By Jeremy Warner
I'm not going to
get into the rights and wrongs of Argentina's claim on the Falklands, but if I
were a Falkland islander, I'd continue to avoid the embrace, well meaning or
otherwise, of these Latinos of the South Atlantic like the plague – for,
largely unreported by the Western press, Argentina is once more an economic
basket case.
But how can that be? Since abandoning the folly of its
fixed exchange rate regime with the dollar, Argentina has surely come on in
leaps and bounds, right?
Wrong, though that has certainly been the narrative
regularly trotted out by opponents of the euro, who frequently point to
Argentina to demonstrate the merits of free floating over fixed exchange rate
regimes. I've even used it myself. Unfortunately, Argentina far from proves the
case, as I've been discovering in the past few days in researching the
Argentine economy. With Greece and possibly others set to exit the eurozone
over the next year or two, it's worth exploring the lessons.
True enough, Argentina did rebound quite sharply after the initial trauma back in 2001 of abandoning the dollar peg and defaulting. But the climb back to pre-crisis levels of economic activity has been long and hard. Real incomes have only quite recently begun to exceed their pre-crisis levels.
What is more, it is plain as a pikestaff that there is
another crisis just around the corner. Indeed, Argentina is essentially already
in it, with a return to the bad old ways of hyperinflation and extreme capital
flight. There has not been a published IMF staff report on Argentina since
2006, an omission which nearly always means that the IMF's assessments have
become so uncomfortable that the incumbent government has refused to sanction
subsequent publication.
Indeed the stand-off has become so bad that the IMF
has recently been forced to fire a warning shot across Argentina's bows over the quality of the
country's economic data,
a process which with continued non compliance would mean eventual expulsion
from the fund. So unreliable has the official data become that The Economist
has dropped it from its website.
This might seem a trivial matter, but it is not.
Argentina has been routinely misreporting both its inflation and GDP data.
Inflation, recently reported at 9.7pc for January, is more likely three or four
times that amount. It follows that real GDP growth is much less than reported.
Once a model for the region, Argentina's official
statistical office, INDEC, has been bullied and perverted by the de Kerchner
government to the degree where it can no longer be seen as anything but a
peddler of lies and misinformation. Holders of inflation linked bonds are being
regularly cheated out of their just rewards. The situation is just as bad as
that which led to the meltdown of 2001, if not worse.
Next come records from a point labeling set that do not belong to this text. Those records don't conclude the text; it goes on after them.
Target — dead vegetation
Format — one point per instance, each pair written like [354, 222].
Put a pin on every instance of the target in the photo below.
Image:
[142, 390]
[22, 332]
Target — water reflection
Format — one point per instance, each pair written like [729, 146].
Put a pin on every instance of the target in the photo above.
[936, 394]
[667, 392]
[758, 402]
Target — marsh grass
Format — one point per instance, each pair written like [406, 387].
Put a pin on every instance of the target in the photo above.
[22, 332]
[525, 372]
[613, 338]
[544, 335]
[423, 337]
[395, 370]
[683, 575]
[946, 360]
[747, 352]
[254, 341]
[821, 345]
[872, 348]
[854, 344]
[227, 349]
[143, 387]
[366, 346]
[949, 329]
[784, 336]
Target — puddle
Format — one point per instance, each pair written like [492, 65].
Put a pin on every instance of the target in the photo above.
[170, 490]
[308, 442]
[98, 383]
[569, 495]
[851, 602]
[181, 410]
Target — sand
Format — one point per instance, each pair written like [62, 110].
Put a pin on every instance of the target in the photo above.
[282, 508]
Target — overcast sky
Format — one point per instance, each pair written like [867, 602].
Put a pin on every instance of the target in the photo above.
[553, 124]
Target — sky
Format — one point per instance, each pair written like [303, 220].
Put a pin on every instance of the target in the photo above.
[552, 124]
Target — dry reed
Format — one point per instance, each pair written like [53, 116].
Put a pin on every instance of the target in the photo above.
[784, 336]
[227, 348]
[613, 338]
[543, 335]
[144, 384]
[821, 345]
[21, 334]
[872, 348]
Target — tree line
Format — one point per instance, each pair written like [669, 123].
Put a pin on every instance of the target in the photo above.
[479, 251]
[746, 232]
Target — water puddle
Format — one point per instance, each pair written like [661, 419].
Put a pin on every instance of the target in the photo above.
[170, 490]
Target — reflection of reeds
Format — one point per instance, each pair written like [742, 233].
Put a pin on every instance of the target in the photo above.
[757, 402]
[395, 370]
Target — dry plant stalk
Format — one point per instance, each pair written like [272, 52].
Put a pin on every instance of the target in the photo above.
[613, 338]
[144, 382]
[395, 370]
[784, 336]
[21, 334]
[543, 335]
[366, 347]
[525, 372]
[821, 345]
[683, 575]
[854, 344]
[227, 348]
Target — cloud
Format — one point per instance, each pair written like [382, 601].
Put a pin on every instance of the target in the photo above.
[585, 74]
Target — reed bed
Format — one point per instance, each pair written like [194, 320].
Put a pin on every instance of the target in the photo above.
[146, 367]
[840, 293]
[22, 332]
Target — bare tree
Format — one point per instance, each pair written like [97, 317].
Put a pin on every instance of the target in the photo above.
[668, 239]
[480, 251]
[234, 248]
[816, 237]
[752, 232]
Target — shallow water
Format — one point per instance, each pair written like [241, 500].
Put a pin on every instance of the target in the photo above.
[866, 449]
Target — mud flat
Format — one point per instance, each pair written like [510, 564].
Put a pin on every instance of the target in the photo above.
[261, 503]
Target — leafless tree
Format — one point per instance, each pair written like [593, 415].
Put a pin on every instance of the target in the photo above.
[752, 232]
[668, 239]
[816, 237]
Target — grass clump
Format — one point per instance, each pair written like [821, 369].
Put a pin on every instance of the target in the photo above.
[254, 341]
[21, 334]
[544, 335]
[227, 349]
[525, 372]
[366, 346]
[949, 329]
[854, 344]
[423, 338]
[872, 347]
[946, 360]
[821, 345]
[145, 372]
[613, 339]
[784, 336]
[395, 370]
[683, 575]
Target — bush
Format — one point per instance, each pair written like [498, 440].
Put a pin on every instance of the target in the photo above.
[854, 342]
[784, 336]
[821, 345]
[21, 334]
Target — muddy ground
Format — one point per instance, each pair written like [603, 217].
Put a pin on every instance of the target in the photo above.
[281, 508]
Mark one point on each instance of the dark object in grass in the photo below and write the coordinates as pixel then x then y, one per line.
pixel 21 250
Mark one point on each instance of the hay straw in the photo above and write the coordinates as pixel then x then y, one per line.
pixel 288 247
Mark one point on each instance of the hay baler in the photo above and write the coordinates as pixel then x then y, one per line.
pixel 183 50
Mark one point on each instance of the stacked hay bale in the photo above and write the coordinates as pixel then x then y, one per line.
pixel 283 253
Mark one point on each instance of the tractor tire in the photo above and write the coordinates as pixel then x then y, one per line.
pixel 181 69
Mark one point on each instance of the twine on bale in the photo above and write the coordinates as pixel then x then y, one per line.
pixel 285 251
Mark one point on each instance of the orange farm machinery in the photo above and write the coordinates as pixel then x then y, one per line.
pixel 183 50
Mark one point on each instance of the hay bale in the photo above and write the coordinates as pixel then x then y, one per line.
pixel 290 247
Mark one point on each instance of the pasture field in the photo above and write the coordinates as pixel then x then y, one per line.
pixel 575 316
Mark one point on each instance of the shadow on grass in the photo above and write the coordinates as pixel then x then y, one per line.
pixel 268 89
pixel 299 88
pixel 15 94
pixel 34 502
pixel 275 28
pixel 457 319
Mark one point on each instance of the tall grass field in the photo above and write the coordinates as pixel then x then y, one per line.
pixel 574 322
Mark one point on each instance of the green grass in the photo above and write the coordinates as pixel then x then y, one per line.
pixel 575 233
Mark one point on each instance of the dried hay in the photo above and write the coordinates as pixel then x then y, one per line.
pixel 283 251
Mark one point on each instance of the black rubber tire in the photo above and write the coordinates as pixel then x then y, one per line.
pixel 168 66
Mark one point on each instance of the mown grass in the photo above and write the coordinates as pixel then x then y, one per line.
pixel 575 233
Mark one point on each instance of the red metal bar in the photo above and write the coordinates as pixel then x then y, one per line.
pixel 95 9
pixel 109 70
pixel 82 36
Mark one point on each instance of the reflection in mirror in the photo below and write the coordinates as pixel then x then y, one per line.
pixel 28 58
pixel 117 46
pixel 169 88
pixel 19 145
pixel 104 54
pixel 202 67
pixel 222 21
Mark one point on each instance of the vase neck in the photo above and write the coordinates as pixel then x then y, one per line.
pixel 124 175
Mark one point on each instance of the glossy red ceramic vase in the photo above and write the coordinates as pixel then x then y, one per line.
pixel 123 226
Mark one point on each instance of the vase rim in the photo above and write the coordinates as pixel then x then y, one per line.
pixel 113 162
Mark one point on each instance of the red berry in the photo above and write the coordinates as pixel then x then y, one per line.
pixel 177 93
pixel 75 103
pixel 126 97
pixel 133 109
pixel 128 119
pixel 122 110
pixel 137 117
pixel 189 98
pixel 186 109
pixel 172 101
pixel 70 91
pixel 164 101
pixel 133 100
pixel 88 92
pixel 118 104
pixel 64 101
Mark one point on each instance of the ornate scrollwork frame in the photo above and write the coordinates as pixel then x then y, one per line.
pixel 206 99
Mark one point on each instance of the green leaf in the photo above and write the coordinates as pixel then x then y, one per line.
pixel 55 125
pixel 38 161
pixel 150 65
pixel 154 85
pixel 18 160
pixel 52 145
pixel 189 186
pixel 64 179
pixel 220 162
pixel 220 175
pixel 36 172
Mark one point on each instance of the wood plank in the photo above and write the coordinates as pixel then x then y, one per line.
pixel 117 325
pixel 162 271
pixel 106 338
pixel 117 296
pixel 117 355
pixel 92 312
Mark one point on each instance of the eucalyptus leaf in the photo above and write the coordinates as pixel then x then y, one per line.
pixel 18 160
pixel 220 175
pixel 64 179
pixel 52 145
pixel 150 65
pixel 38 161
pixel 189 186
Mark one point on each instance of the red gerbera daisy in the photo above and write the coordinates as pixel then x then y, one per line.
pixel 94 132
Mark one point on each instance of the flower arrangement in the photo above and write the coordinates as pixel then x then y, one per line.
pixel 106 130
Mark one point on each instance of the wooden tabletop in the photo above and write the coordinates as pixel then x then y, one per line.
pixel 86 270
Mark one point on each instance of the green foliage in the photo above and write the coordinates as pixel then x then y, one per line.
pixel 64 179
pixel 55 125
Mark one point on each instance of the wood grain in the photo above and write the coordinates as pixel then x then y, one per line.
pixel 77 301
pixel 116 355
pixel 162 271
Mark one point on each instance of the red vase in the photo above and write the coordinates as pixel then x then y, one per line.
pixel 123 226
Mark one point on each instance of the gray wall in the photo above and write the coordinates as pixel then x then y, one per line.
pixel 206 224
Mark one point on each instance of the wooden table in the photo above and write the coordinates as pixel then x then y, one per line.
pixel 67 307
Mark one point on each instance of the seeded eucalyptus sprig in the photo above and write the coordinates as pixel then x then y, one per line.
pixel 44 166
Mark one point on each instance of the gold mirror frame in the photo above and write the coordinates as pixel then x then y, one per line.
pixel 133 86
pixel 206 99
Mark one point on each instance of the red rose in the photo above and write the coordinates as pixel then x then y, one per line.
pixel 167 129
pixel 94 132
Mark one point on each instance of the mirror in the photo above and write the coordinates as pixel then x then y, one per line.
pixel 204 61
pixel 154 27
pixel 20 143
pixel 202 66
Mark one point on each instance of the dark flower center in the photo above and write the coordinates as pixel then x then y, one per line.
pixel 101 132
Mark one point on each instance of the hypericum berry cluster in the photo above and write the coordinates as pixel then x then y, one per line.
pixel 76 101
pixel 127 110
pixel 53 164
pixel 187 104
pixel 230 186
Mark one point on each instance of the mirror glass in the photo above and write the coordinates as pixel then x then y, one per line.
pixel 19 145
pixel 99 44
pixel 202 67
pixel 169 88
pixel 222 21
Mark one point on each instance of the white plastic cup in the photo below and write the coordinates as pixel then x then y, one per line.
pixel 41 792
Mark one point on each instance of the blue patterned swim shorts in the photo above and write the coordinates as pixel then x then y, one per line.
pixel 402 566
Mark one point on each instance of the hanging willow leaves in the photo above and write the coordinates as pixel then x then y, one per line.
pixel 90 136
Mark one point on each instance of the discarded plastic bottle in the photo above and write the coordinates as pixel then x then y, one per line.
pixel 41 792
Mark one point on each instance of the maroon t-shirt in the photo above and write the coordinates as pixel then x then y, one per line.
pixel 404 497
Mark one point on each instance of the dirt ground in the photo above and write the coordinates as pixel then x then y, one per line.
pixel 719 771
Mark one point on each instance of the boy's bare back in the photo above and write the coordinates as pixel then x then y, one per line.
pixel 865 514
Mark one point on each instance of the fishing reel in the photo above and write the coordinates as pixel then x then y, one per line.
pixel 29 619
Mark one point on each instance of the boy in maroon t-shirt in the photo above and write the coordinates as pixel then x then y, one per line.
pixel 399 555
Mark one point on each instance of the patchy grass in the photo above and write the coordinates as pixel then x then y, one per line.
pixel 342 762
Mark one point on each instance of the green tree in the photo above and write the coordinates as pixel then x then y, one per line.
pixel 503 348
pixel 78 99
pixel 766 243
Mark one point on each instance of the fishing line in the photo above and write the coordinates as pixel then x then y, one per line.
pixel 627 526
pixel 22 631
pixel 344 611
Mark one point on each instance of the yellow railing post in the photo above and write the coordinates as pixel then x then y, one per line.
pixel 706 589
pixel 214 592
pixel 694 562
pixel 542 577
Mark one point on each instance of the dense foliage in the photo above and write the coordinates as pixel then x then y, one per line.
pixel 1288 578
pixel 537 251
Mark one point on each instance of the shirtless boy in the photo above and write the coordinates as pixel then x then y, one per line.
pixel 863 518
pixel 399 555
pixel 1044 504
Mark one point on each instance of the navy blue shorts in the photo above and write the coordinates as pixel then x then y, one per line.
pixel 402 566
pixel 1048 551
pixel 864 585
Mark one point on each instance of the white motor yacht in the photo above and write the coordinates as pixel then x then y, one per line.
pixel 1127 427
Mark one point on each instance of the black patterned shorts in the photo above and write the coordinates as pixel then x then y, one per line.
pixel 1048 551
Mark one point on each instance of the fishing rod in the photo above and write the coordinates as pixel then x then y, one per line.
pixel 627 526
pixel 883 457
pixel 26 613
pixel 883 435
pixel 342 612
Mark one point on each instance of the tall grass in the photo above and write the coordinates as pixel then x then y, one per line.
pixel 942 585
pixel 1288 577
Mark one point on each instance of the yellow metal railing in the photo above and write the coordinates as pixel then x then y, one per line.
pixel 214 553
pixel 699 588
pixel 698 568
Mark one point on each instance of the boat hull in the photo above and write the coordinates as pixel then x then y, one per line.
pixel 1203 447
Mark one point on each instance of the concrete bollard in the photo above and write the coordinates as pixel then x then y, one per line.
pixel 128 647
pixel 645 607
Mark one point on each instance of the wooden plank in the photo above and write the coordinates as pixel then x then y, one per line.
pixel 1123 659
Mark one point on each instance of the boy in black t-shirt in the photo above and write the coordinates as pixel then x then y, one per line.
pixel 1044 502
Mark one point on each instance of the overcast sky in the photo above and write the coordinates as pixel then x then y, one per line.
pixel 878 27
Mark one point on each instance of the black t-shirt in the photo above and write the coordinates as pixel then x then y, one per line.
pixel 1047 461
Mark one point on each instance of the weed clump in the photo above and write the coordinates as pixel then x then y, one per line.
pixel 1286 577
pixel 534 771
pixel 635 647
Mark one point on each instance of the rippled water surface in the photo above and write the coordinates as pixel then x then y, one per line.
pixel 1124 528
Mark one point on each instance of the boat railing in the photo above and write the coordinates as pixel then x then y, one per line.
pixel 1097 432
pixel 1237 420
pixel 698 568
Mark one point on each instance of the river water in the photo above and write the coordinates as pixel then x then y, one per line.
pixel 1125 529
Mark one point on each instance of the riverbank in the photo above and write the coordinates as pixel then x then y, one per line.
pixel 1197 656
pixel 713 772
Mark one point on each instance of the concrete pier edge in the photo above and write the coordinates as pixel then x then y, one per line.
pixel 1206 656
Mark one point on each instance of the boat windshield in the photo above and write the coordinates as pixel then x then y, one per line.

By the way, if you want to give yourself a giggle, take a look at this Paul Krugman blog, in which he cites Argentina as an example of how
doing the unorthodox thing – defaulting and devaluing – can yield great
results. Sorry Paul, but you've been working on the basis of fictitious data.
So what's gone wrong? The answer is that devaluation
and default is not enough – it also needs to be accompanied by structural
reform, which Argentina has failed to enact. Argentina's problem is that it
remains mired in a politically and economically corrupt past. Until these things
change, it will continue to stagger from one crisis to the next, regardless of
the exchange rate regime it adopts. Devaluation is no substitute for structural
reform.
Given the origins of its immigrant population, it is
perhaps no surprise that the Argentine economy actually has quite a lot in
common with the troublesome periphery of the eurozone. In terms of its
problems, it's Italy, or even Greece, magnified several times over. Members of
the technocratic governments that now run Italy and Greece often argue that in
order to become modern, competitive economies, they need the straightjacket of
the euro, they need to be forced into the economic reform which they have for
so long ducked.
I've always found this a somewhat strange argument,
for it implies that these countries cannot be trusted to modernise unless under
the boot of Berlin. It's the same sort of argument as used to be peddled by the
Major Government in the UK when Britain was part of the ERM. Unless we looked
the Deutschemark in the face, it was said, we'd never exorcise our propensity
to inflation and economic instability. In our case it turned out to be tosh,
but in Argentina's?
Before the economic crisis of 1999-2002, Argentina had
attempted to purge itself of its inflationary past by adopting a currency board
system which sought irrevocably to peg the currency to the US dollar.
Maintaining a currency board is not the same as establishing a currency union.
Sovereignty is maintained and you can in extremis always exit the peg.
But the discipines it imposes are quite similar. Only
a bit like Greece, Argentina never really played by the rules; the currency
board was never properly maintained and it leaked badly at the edges. It was
only a matter of time before it broke down. Spendid country that it is,
Argentina cannot reasonably pretend to stewardship of the Falklands until it
has addressed its own problems. By the look of it, it's going to take a while.